Partito comunista cinese sempre più impotente contro la corruzione

Nonostante l’affermato grande impegno, la corruzione appare sempre più diffusa, ad ogni livello. I governi di 13 città “rubano” 120 miliardi di yuan destinati a bonificare il mare. La popolazione è sempre più critica.

Emergono sempre nuovi scandali di fatti di corruzione che coinvolgono membri del Partito comunista (Pcc) a tutti i livelli, che mostrano come il fenomeno sia in crescita, a dispetto di controlli e punizioni. Il Comitato centrale del Politburo del Pcc ha approvato ieri più stretti controlli sui funzionari pubblici. I maggiori controlli riguarderanno non solo il lavoro dei funzionari, ma anche il loro senso di responsabilità e la cura degli interessi collettivi.

I continui scandali dimostrano come la corruzione sia diffusa: all’inizio di maggio una pedicure di 21 anni ha ucciso con una coltellata un funzionario di basso livello a Badong (Hubei) che si ritiene abbia cercato di forzarla a rapporti sessuali. Su internet sono stati numerosi i commenti favorevoli alla ribellione contro corruzione e immoralità dei funzionari pubblici.
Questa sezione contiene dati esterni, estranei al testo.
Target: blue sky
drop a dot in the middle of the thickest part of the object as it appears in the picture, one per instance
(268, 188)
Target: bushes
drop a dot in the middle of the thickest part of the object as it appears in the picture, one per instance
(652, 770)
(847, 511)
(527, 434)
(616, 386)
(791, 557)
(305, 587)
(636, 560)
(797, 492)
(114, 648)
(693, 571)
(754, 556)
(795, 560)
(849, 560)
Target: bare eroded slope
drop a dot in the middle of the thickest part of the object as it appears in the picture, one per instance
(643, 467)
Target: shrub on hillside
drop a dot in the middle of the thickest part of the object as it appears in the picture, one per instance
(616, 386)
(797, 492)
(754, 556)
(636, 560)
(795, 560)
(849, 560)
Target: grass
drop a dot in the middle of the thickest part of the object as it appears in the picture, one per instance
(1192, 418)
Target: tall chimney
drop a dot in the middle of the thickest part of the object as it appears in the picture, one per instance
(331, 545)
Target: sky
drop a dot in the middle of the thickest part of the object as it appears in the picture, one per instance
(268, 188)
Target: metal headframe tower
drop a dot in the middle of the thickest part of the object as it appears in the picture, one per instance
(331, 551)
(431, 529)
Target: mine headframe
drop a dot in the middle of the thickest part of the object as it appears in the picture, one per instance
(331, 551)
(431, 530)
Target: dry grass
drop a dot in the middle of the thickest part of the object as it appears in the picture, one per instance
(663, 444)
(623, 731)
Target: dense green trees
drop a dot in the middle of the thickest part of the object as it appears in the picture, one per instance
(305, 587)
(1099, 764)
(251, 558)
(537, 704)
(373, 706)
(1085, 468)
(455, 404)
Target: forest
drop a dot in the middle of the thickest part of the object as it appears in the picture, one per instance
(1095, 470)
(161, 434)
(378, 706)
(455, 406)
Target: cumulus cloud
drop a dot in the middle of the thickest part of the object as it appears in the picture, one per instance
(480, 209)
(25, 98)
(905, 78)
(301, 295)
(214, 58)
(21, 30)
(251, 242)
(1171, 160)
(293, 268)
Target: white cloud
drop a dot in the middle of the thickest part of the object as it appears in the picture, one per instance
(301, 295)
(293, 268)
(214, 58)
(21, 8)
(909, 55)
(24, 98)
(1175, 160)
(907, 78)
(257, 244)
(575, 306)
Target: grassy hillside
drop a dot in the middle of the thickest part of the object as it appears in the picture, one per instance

Spesso gli ammanchi di denaro pubblico assumono dimensioni gigantesche, prima di essere scoperti. Il 22 maggio il National Audit Office, massimo organo di ispezione e di controllo sui funzionari, ha denunciato che l’Amministrazione statale per l’Oceano e i governi di ben 13 città hanno sottratto 120 miliardi di yuan (circa 12,6 miliardi di euro) stanziati per depurare il mare del Golfo Bohai. Tra l’altro, quale conseguenza, sono stati realizzati solo la metà dei 230 impianti di depurazione previsti e la gran parte sono inadeguati, per cui il progetto non ha avuto i risultati attesi. Invece l’amministrazione per l’Oceano, a Pechino, ha continuato ad approvare importanti progetti edili costieri, che hanno un forte impatto ambientale.

In alcune province le indagini hanno mostrato che la corruzione non è limitata a funzionari isolati ma può assurgere a vero sistema di potere, dai funzionari di minor livello ai leader. Come per la “cricca di Shanghai”: nel 2008 l’ex capo del Pcc di Shanghai, Chen Liangyu (nella foto), è stato condannato a 18 anni di carcere per la sottrazione di miliardi di yuan di fondi pensionistici pubblici e per abuso di potere, ma sono stati condannati o epurati anche decine di funzionari ad ogni livello ritenuti complici del suo sistema di potere.